Understanding OTP: How One-Time Passwords Work Under the Hood

One-time passwords (OTPs) are everywhere: from logging into your bank account to confirming a food delivery. But how do they actually work? This article explains the mechanisms behind the codes you type every day.

What Is an OTP?

An OTP is a password that is valid for only one login session or transaction. Unlike static passwords that remain the same until you change them, OTPs expire after a single use or after a short time window. This makes them significantly harder for attackers to exploit.

Three Types of OTP

1. SMS-Based OTP

The most common form. A server generates a random code, stores it temporarily, and sends it to your phone via SMS. When you enter the code, the server checks it against the stored value and, if it matches, grants access.

**Strengths:** Universal — works on any phone that can receive texts. No app installation needed.

**Weaknesses:** Vulnerable to SIM-swap attacks and SS7 protocol exploits. Delivery can be delayed by carrier issues.

2. TOTP (Time-Based One-Time Password)

Used by apps like Google Authenticator and Authy. Both the server and your device share a secret key. Every 30 seconds, both sides independently compute a new 6-digit code using that key and the current time. Since both sides use the same algorithm and the same clock, the codes match.

**Strengths:** Works offline. Not vulnerable to SIM swapping. Codes rotate every 30 seconds.

**Weaknesses:** If you lose your device, recovery can be difficult. Requires initial setup via QR code.

3. HOTP (HMAC-Based One-Time Password)

Similar to TOTP, but instead of using time, it uses an incrementing counter. Each time you generate a code, the counter advances by one. The server tracks the counter value and validates accordingly.

**Strengths:** Does not depend on synchronized clocks. Works in environments without reliable time sources.

**Weaknesses:** Can get out of sync if the counter on the device and server diverge.

The Math Behind TOTP

TOTP uses the HMAC-SHA1 algorithm. Here is a simplified version of the process:

1. Take the shared secret key and the current Unix timestamp divided by 30 (the time step)

2. Compute HMAC-SHA1(secret, timestamp / 30)

3. Extract a 4-byte segment from the hash (dynamic truncation)

4. Convert those bytes to a number and take modulo 10^6 to get a 6-digit code

This entire process happens in milliseconds, both on the server and on your authenticator app.

Why OTPs Matter for Developers

If you are building an application that uses SMS-based OTP, you need to test the entire flow thoroughly:

• Does the code arrive within an acceptable time window?
• Does the code expire correctly after the configured TTL?
• Does rate limiting kick in after too many failed attempts?
• Does the system handle edge cases like expired codes or reused codes?

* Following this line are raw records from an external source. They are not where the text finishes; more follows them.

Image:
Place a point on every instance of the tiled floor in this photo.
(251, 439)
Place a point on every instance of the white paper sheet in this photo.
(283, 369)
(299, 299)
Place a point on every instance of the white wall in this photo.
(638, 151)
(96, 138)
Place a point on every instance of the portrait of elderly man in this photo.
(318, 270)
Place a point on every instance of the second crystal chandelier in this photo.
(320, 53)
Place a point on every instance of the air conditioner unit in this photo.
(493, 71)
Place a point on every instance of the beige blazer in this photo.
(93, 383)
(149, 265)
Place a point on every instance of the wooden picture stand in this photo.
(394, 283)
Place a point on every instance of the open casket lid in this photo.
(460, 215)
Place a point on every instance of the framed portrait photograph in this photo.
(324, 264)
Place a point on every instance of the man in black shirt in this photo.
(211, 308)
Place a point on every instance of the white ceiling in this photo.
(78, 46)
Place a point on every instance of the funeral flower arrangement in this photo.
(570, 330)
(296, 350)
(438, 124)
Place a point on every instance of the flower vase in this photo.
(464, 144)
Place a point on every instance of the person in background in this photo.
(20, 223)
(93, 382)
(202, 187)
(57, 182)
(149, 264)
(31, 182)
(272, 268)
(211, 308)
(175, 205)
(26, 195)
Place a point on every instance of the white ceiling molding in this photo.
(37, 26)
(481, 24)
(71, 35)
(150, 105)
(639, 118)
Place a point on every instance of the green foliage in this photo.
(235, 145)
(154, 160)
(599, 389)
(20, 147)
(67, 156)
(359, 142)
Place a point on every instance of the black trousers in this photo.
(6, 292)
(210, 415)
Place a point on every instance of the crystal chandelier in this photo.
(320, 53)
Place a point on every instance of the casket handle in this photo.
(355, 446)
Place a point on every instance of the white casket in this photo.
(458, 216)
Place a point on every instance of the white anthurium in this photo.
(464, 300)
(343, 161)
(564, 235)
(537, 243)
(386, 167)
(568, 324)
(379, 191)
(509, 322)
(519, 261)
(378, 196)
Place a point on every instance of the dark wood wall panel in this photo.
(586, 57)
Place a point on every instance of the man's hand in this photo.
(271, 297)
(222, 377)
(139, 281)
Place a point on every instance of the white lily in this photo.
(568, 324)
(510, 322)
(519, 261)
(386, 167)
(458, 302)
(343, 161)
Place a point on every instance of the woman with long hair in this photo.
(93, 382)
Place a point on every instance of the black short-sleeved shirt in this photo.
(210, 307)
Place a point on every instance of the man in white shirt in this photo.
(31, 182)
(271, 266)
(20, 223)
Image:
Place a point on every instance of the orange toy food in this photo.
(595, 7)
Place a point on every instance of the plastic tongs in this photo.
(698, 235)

Temporary phone numbers are valuable for this kind of testing because they let you run end-to-end verification without managing real SIM cards or burning through paid SMS credits.

Conclusion

OTPs are a cornerstone of modern authentication. Understanding how they work — whether time-based, counter-based, or SMS-delivered — helps you make better decisions about security in the applications you build and the services you use.